Everyone a loser in Trump’s trade war: Brace for trade, rupee and interest rate harm

in #china6 years ago

The trade war that President Donald Trump has been threatening has finally started, with US tariffs of 25% on $34 billion worth of imports from China and retaliatory tariffs in China on imports worth the same amount from the US having kicked in on Friday. President Trump has threatened to retaliate against the Chinese retaliation. China has promised to return the favour. In other words, the US and China are likely to impose penal tariffs on their entire imports from each other. The rest of the world would suffer collateral damage, even if the US were to refrain from penalising imports from other countries.
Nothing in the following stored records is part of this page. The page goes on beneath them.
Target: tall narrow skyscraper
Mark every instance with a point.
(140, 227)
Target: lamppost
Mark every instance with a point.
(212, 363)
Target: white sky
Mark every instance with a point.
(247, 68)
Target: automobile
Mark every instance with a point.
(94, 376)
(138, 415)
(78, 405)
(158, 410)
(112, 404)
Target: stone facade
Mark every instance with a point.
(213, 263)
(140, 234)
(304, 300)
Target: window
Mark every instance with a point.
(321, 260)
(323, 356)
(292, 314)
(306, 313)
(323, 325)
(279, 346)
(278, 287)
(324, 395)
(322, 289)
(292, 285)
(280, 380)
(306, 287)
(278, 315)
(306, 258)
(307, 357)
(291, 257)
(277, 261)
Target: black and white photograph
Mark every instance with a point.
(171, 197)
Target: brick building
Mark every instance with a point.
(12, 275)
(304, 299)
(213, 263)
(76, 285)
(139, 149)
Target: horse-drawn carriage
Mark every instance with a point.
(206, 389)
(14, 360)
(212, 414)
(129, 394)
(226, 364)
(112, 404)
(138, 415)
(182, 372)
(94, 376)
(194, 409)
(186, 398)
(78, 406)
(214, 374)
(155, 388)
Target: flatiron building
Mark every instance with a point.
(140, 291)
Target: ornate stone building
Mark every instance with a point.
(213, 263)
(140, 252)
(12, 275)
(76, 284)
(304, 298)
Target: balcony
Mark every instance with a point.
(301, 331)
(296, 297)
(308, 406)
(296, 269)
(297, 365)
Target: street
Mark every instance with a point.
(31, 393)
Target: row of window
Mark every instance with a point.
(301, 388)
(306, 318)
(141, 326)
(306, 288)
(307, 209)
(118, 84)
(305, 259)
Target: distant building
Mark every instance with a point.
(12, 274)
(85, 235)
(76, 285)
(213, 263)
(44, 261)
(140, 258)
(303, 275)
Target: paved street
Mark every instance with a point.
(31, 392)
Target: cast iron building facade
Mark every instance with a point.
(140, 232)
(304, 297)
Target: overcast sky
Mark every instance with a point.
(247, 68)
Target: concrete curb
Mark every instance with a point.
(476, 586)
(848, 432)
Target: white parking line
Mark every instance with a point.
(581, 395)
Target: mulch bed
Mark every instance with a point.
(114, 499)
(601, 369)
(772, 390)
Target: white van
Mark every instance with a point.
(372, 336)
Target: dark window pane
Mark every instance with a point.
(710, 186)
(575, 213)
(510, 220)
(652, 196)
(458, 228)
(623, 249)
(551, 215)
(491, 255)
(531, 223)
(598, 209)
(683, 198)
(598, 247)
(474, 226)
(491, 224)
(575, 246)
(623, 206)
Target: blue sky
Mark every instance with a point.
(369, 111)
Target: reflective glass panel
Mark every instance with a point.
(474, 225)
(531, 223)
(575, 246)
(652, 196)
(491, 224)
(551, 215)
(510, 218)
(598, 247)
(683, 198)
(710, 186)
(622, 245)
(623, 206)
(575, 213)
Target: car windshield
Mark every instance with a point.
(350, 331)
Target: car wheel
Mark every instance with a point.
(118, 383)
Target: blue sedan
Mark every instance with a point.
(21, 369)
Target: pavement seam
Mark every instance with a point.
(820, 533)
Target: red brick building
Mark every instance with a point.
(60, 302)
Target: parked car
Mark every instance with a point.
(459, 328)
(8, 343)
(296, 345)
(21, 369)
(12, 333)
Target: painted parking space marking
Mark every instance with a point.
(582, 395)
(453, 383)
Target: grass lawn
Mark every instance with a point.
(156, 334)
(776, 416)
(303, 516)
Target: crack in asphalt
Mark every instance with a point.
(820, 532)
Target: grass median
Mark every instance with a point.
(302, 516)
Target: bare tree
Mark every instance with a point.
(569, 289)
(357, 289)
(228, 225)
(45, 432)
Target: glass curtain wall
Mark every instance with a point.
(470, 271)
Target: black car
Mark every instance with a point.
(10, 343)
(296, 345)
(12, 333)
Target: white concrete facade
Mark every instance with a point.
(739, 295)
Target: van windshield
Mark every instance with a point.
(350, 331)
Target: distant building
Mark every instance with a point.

There could be three different types of damage. One, if Chinese steel cannot find its way into the US, it could be dumped on other markets, triggering protective tariffs. The collateral damage such trade diversion can create could be extensive. Two, global growth could be hurt. Modern manufacturing runs on supply chains, in which the same product could cross multiple borders multiple times, to add value every time, before being incorporated into a final good for export. A trade war could disrupt these flows and even shift the location of the final manufacture, to avoid penal tariffs in the export destination. And, three, the likelihood of lower global growth, triggered by a trade war and the prospect of supply disruptions, could cause share prices to tank, initiating a flight of capital from emerging markets to the safety of the home market, making currencies and interest rates move in wholly undesirable ways. There are unlikely to be any winners in a trade war.Trade-war.jpg

So far, the Chinese goods the US has chosen to levy additional tariffs on are capital and intermediate goods, rather than consumer goods. However, if and when the war escalates, tariffs would go up on the daily necessities Americans have got used to buying cheap. If their prices go up, there could be a backlash. The Chinese are likely to take a more nationalistic view, as compared to Americans, of the suffering caused by a trade war. Whoever can take the pain better will not be the one to blink first. India should stand for a rules-based world order.